Batı normlarının hâkim olduğu günümüzde, üniversite öğretiminde gözler kuzey yarıkürenin batı bölümündeki ülkelere dikiliyor, onlardan geliştirme metodu alınması yoluna gidiliyor.
Ortaçağ Avrupa’sında öğretim manastırlarda yapılırken, Haçlı savaşlarından sonra, İslâm ülkelerindeki medreseler örnek alınarak kolejler kurulup oralarda devâm etti. Filmi başa sararsak şunu görürüz : İslâm dünyâsında ise, öğretim, Selçuklu veziri Nizâmül Mülk tarafından medreseler kurulmadan önce, câmilerde yapılmakta idi. Ondan önce de ilk öğretim ve eğitim merkezi olarak Suffayı görüyoruz.
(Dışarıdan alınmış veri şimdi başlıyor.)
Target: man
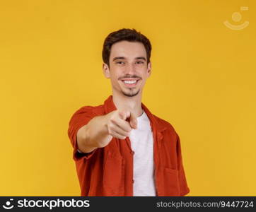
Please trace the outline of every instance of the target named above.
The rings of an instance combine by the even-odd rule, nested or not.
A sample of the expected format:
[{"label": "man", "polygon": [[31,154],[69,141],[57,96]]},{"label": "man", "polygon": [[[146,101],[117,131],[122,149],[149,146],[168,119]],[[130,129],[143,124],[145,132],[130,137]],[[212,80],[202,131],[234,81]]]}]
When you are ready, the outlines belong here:
[{"label": "man", "polygon": [[173,127],[141,103],[151,45],[134,29],[110,33],[103,49],[112,95],[69,122],[81,196],[184,196],[190,192]]}]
Bâzı Muhâcirler, Rasûl Mescidinin bir duvarına bitişik olarak yapılan Suffa denilen gölgelikte barınırlardı; yeni vahyolunan âyetleri ve Hazreti Muhammed Aleyhisselâmın sözlerini (hadîs-i şerîfleri) ezberler, Onun ahlâkıyla ahlâklanırlardı. Çok doğru olarak ifâde edildiği gibi, bütün kitaplar, bir tek kitabın, Kur’ân-ı Kerîmin anlaşılması içindir. Suffa sâkinleri, insanın dünyâ ve âhireti için en gerekli bilgileri kaynağından alıp öğrendiklerine uygun olarak yaşarlardı. Öğretim ve eğitimi birlikte alan bu sahâbîler, Rasûlun sîreti, tefsir, hadîs, fıkıh, akaaid konularında, bu bilim dallarının günümüzdeki profesörlerinden çok daha bilgili idiler.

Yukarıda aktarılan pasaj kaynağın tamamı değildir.